これはセックスではない。そして、蒔苗はアカリの痴態をただ面白がっているだけで、本人はそれによって興奮することはない。――ということは、蒔苗自身は高まる欲望に追い詰められることがないのだから、いつまでだって延々とアカリを焦らし、からかい、のんびりと触れ続けることができるのだ。そう、例えば子どもが拾ってきた虫で飽きるまで遊ぶのと同じように。
「わーっ、ダメ。それじゃ俺が死ぬっ」
なんせ相手はまともなセックスを知らない男。長い時間感じさせられ続けるのも辛いのだと、おそらく本人が理解していないのだからたちが悪い。黙っていれば夜が明けるまでいじり倒されそうな勢いだ。

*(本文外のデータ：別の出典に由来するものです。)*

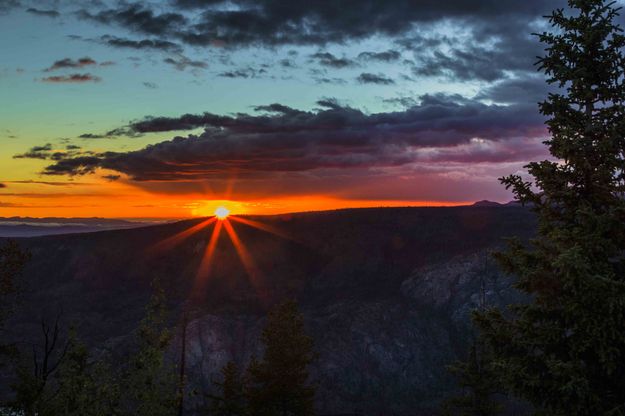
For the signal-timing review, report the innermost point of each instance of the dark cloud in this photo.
(242, 73)
(8, 5)
(73, 78)
(282, 139)
(36, 152)
(402, 101)
(153, 44)
(369, 78)
(386, 56)
(287, 63)
(138, 19)
(271, 22)
(329, 60)
(494, 41)
(70, 63)
(530, 88)
(474, 62)
(92, 136)
(46, 152)
(50, 183)
(326, 80)
(182, 62)
(41, 12)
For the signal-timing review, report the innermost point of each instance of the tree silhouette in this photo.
(12, 261)
(565, 351)
(476, 375)
(150, 385)
(278, 384)
(231, 398)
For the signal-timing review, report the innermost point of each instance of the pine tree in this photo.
(231, 398)
(13, 259)
(479, 383)
(476, 375)
(150, 383)
(84, 388)
(565, 351)
(278, 384)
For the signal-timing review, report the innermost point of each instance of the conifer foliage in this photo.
(565, 351)
(231, 398)
(278, 384)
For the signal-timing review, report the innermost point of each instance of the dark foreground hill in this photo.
(386, 293)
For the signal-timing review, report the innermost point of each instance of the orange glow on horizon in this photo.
(124, 200)
(222, 212)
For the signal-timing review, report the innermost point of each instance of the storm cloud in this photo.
(280, 139)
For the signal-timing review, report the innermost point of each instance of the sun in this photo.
(222, 213)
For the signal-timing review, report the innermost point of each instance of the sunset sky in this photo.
(169, 109)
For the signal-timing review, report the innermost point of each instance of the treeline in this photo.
(563, 353)
(59, 376)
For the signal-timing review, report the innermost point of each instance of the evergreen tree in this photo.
(278, 384)
(34, 375)
(479, 383)
(476, 375)
(12, 261)
(565, 351)
(150, 383)
(83, 388)
(231, 398)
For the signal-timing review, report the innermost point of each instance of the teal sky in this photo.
(396, 103)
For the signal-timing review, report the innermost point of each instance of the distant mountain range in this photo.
(32, 227)
(386, 294)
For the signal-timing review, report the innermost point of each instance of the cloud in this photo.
(281, 140)
(154, 44)
(73, 78)
(92, 136)
(138, 19)
(52, 183)
(41, 12)
(329, 60)
(182, 62)
(491, 41)
(7, 6)
(242, 73)
(46, 152)
(386, 56)
(36, 152)
(70, 63)
(269, 23)
(380, 79)
(530, 88)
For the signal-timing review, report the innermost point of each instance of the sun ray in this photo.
(246, 258)
(264, 227)
(201, 277)
(176, 239)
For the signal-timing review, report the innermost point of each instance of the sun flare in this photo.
(222, 213)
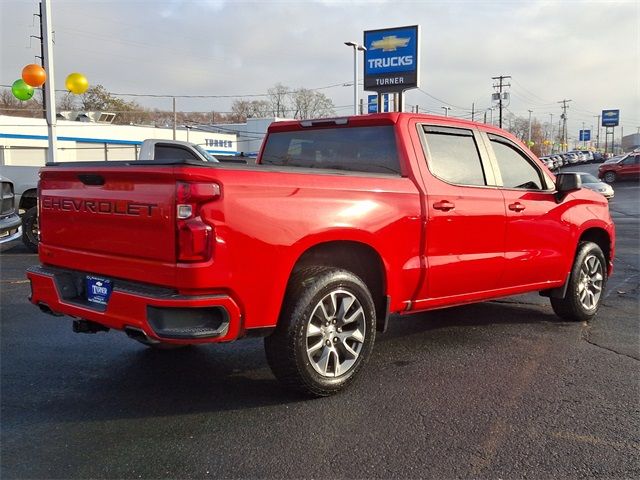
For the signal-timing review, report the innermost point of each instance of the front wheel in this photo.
(586, 285)
(610, 177)
(325, 333)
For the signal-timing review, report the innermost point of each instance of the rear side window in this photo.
(515, 168)
(453, 155)
(169, 152)
(358, 149)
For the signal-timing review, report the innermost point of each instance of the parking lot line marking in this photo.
(593, 440)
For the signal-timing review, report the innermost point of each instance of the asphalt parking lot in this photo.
(501, 389)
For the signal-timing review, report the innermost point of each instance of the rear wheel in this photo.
(31, 229)
(610, 177)
(586, 285)
(325, 333)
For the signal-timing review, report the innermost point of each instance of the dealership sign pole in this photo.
(391, 61)
(610, 119)
(49, 87)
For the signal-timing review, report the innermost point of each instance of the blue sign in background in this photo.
(610, 118)
(391, 59)
(372, 104)
(387, 46)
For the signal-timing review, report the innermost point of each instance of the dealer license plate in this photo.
(98, 290)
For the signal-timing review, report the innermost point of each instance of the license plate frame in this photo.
(98, 289)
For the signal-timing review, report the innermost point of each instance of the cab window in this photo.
(516, 169)
(452, 155)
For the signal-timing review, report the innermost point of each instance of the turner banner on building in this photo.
(391, 59)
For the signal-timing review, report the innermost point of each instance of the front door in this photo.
(537, 241)
(466, 226)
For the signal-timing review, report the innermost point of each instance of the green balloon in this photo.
(21, 90)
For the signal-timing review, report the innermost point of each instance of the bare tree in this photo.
(311, 104)
(243, 109)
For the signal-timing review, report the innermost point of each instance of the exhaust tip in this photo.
(44, 308)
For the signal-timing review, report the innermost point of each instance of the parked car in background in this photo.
(627, 168)
(9, 220)
(592, 183)
(570, 158)
(549, 163)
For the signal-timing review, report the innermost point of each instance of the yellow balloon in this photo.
(77, 83)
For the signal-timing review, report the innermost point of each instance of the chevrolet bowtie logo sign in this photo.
(389, 44)
(391, 59)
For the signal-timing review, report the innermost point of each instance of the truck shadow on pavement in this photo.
(123, 380)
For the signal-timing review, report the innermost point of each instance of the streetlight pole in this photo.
(356, 48)
(551, 133)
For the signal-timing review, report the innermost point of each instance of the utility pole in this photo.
(551, 133)
(499, 86)
(175, 119)
(565, 138)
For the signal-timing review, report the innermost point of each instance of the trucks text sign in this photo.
(391, 59)
(610, 118)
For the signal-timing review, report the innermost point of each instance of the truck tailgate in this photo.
(122, 212)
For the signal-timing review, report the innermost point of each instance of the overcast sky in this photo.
(588, 52)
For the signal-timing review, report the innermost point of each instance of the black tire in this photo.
(30, 231)
(580, 302)
(610, 177)
(288, 352)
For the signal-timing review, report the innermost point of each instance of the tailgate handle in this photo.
(91, 179)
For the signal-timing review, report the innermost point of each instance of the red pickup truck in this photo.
(340, 223)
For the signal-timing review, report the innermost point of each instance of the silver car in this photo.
(10, 223)
(592, 183)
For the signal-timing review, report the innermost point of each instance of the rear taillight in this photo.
(195, 237)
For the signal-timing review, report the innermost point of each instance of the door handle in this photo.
(444, 205)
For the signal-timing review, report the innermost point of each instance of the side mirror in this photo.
(566, 183)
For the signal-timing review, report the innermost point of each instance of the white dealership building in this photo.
(24, 141)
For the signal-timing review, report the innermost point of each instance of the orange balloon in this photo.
(34, 75)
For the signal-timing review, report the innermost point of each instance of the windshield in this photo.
(205, 154)
(586, 178)
(359, 149)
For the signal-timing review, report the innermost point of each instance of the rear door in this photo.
(466, 226)
(537, 242)
(630, 167)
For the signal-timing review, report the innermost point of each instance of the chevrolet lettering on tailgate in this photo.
(118, 207)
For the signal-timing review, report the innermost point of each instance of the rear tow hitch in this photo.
(87, 326)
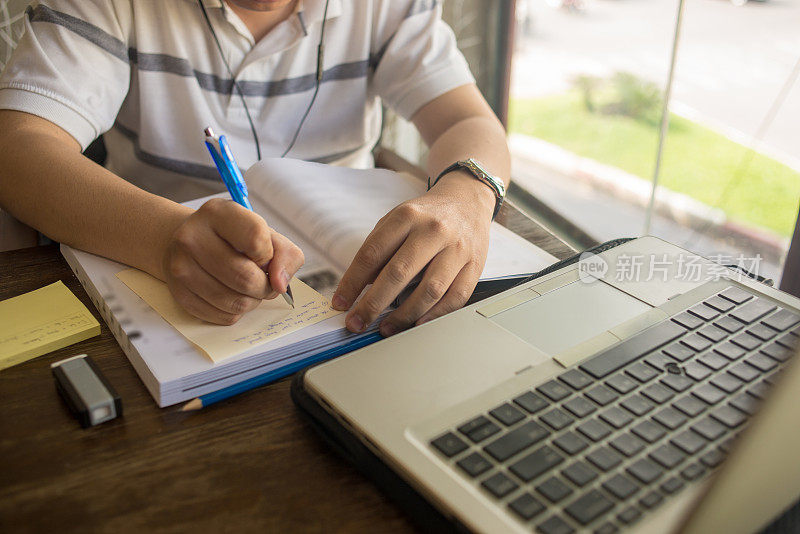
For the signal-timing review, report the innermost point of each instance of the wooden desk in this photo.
(248, 464)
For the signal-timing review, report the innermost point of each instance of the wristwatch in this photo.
(474, 167)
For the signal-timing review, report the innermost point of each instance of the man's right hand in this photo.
(224, 259)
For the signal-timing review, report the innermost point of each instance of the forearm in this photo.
(481, 138)
(48, 184)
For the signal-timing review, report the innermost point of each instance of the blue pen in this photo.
(271, 376)
(232, 177)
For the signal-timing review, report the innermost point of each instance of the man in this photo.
(149, 75)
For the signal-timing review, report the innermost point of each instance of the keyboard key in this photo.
(642, 372)
(679, 351)
(579, 473)
(649, 431)
(516, 441)
(555, 525)
(761, 362)
(746, 341)
(499, 485)
(645, 471)
(762, 332)
(729, 350)
(570, 443)
(602, 395)
(790, 341)
(604, 458)
(712, 333)
(473, 424)
(637, 405)
(651, 500)
(526, 506)
(659, 360)
(728, 416)
(536, 463)
(693, 472)
(667, 456)
(753, 310)
(606, 528)
(629, 515)
(777, 352)
(712, 458)
(622, 383)
(616, 417)
(782, 320)
(695, 371)
(719, 304)
(575, 379)
(531, 402)
(594, 430)
(627, 444)
(632, 349)
(736, 295)
(589, 507)
(691, 406)
(688, 320)
(670, 418)
(713, 361)
(507, 414)
(673, 485)
(449, 444)
(555, 391)
(746, 403)
(620, 486)
(709, 428)
(554, 490)
(689, 442)
(729, 324)
(709, 394)
(474, 464)
(657, 393)
(579, 407)
(704, 312)
(483, 432)
(677, 383)
(727, 383)
(557, 419)
(696, 342)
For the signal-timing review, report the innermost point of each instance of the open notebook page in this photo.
(336, 208)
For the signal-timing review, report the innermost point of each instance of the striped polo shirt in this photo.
(147, 75)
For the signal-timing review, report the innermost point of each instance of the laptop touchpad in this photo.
(569, 315)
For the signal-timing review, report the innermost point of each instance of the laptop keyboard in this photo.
(613, 437)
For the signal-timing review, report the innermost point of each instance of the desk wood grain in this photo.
(248, 464)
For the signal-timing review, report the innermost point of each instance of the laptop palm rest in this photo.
(569, 315)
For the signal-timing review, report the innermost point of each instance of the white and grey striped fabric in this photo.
(147, 74)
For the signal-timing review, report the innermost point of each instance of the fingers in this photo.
(457, 295)
(382, 243)
(246, 231)
(412, 256)
(221, 261)
(435, 284)
(286, 260)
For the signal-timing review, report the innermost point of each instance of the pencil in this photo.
(208, 399)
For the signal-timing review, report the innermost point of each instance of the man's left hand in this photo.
(443, 234)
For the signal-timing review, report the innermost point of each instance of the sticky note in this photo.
(269, 321)
(42, 321)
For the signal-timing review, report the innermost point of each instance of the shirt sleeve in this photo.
(416, 59)
(71, 66)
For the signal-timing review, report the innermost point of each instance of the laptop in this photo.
(644, 389)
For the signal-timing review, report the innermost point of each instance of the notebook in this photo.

あんなに触れて欲しかったのに、もちろん触れてもらえているのは嬉しいけれど、アカリは普通の感覚を持つ普通の人間だ。適切なペースで高めて適切なペースでフィニッシュさせて欲しいのだ。となれば、自分からリードするしかない。
「ま、蒔苗、取って。それ邪魔だからっ」
アカリが脚をばたつかせると、蒔苗は愛撫の手を止める。
「邪魔って何が?」
「脱がせろよ、それ。くっついて気持ち悪い」
いつまでも布越しに触られていてはたまらないと訴えると、蒔苗は言われたとおりにアカリの下着を脱がせた。大量の先走りは濡れた下着と性器の間で糸を引き、それを興味深そうに眺められるのが死ぬほど恥ずかしかった。
しかも、蒔苗はあらわになった完全勃起状態のアカリのペニスを見て、感嘆の声を上げる。
「へえ、こんな風になるんだな」
「当たり前だろ」
蒔苗は、睡眠薬で眠って反応しないアカリにしか触れたことがないので、ぴくりともしないのが当たり前だと思っていた場所が敏感に反応を返すことに驚いたようだ。そんなことに驚かれるのも複雑な気分ではあるが、気持ち悪がられるよりはまだましなのかもしれない。

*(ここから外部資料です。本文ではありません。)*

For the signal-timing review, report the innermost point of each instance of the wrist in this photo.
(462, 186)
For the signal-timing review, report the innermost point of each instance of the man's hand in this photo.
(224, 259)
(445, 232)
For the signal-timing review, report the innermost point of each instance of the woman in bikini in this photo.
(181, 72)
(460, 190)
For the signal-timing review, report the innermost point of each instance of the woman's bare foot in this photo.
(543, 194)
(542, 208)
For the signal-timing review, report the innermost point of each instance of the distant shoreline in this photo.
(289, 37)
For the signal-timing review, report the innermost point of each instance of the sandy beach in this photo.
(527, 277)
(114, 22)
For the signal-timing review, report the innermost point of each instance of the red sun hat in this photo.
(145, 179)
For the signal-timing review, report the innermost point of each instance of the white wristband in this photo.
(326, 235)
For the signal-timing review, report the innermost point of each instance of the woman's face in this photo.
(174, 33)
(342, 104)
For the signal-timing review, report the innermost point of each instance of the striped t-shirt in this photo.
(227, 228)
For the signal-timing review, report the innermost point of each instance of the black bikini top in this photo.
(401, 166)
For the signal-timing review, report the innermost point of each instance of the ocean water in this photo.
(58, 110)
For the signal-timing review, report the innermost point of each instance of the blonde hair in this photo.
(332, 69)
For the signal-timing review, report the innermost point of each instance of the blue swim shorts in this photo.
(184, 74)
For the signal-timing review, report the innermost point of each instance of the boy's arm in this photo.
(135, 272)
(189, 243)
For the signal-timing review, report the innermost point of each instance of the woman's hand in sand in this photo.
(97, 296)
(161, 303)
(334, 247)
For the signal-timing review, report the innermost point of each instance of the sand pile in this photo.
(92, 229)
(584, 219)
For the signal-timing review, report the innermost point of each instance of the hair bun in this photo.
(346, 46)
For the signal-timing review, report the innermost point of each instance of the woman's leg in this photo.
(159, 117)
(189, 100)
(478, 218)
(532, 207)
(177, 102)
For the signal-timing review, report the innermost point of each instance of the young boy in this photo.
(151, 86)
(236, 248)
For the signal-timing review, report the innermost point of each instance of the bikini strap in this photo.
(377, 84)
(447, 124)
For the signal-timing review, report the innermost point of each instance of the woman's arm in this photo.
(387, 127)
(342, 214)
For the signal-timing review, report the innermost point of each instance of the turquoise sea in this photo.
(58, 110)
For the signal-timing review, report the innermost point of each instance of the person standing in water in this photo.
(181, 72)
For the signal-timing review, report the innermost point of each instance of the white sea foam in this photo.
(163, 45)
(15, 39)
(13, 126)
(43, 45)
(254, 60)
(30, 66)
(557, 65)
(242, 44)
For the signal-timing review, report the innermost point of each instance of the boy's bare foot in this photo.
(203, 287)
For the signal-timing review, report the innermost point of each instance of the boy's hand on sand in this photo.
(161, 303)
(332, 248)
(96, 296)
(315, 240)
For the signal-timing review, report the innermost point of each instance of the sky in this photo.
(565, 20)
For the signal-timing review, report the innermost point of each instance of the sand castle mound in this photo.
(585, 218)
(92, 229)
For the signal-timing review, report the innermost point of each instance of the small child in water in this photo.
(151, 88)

さてここからはペニスを擦ってもらってフィニッシュか、と期待を膨らませたところで蒔苗はまたもや予想外の行動に出た。両脚を左右に大きく割り開き、その奥の窄まりに手を伸ばされるとようやく存分に触れてもらえると期待していた性器が驚いたように震える。
「え、そっち?」
「だってこっちが好きなんだろ」
濡れた指が、くるくると窄まった場所を解くように刺激する。そういえばこいつはここに唇を寄せて、舐めたんだった――盗撮した動画の中で、眠るアカリのそこを唇と舌で愛撫していた蒔苗を思い出す。すると、意識しているわけではないのにアカリのそこは、ひくひくと侵入を待ちわびる動きをはじめる。

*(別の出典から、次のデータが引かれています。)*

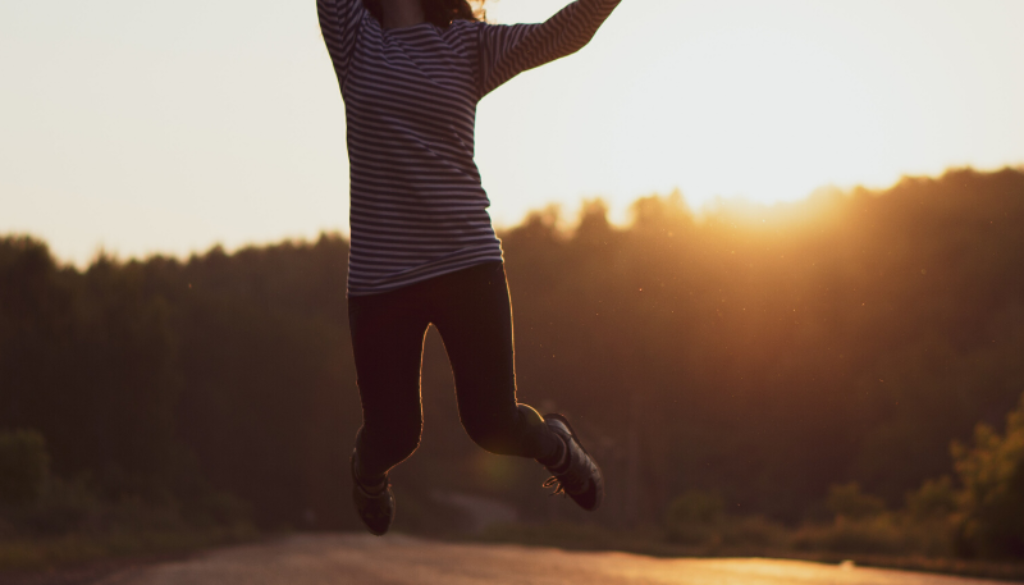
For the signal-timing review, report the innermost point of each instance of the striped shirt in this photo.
(418, 209)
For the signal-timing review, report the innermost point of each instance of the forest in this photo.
(768, 360)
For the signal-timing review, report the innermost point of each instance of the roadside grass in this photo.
(769, 541)
(36, 553)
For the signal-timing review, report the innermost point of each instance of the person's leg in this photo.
(387, 341)
(472, 311)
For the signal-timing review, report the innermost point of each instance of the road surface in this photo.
(397, 559)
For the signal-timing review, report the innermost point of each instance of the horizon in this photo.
(787, 213)
(141, 129)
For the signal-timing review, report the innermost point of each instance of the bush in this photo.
(992, 473)
(24, 466)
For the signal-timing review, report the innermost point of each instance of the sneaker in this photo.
(581, 477)
(376, 507)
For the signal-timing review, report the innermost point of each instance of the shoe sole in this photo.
(599, 481)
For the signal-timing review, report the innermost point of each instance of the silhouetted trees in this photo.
(761, 354)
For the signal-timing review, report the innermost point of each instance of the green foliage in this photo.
(936, 499)
(765, 353)
(25, 466)
(848, 501)
(992, 474)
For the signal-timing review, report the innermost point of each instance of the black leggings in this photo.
(472, 311)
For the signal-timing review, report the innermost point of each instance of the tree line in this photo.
(764, 354)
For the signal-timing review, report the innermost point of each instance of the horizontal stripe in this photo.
(418, 207)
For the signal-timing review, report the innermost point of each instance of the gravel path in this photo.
(397, 559)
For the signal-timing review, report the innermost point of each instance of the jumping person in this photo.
(423, 249)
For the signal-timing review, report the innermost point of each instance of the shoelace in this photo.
(555, 483)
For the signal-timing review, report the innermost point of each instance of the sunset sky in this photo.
(142, 127)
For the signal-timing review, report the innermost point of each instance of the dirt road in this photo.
(396, 559)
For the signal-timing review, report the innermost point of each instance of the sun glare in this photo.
(752, 114)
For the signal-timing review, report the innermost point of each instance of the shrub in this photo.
(992, 473)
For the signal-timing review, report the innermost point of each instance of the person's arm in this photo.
(340, 24)
(508, 50)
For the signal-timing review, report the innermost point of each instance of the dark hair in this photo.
(438, 12)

緩んだ場所の縁を濡れた指が滑る。するとさらにそこは更に迎え入れようとする動きを強くする。もちろんアカリの我慢も限界だ。
「蒔苗、早く、中、擦ってっ」
懇願するとようやく、最初は二本の指が浅く入り込む。表皮とは違う内側の感触を確かめるように最初は浅い部分をぬるぬると擦るだけなので、我慢できずアカリはゆらゆらと自ら腰を動かし始めた。
「気持ちいいんだ?」
「いいっ、だからもっと奥、して。お願い」
「奥が好きなの?」
「好きっ。奥、強くされるのが好き。あと、前も触ってっ」
いくら腰を振っても、指が浅い場所にあるのではアカリは満たされない。アカリはもはや恥ずかしさも悔しさもかなぐり捨てて、ただ強い刺激を懇願した。
切実さがようやく伝わったのか蒔苗は右手の指を三本に増やしてアカリの奥を犯しはじめる。探るような動きは次第にセックスに似た前後の運動に変わり、アカリは快感を高めるために必死で腰を振った。左手は切なく震えるペニスに触れ、ようやくアカリはここにきて、求める刺激に身を委ねることができた。
「蒔苗、あっ、いい。それ、いいっ」
身体中で快楽を貪りながら、しかし背中に触れる蒔苗の体はひんやりと冷たい。
蒔苗は決して今の、生きて動いているアカリには、動画の中で見たような熱い欲望は向けてくれない。ただ、何か別の種類の情熱は見せてくれているような気はする……。
何と呼ぶのかわからないそれは、いつか恋や愛に変わってくれるのだろうか。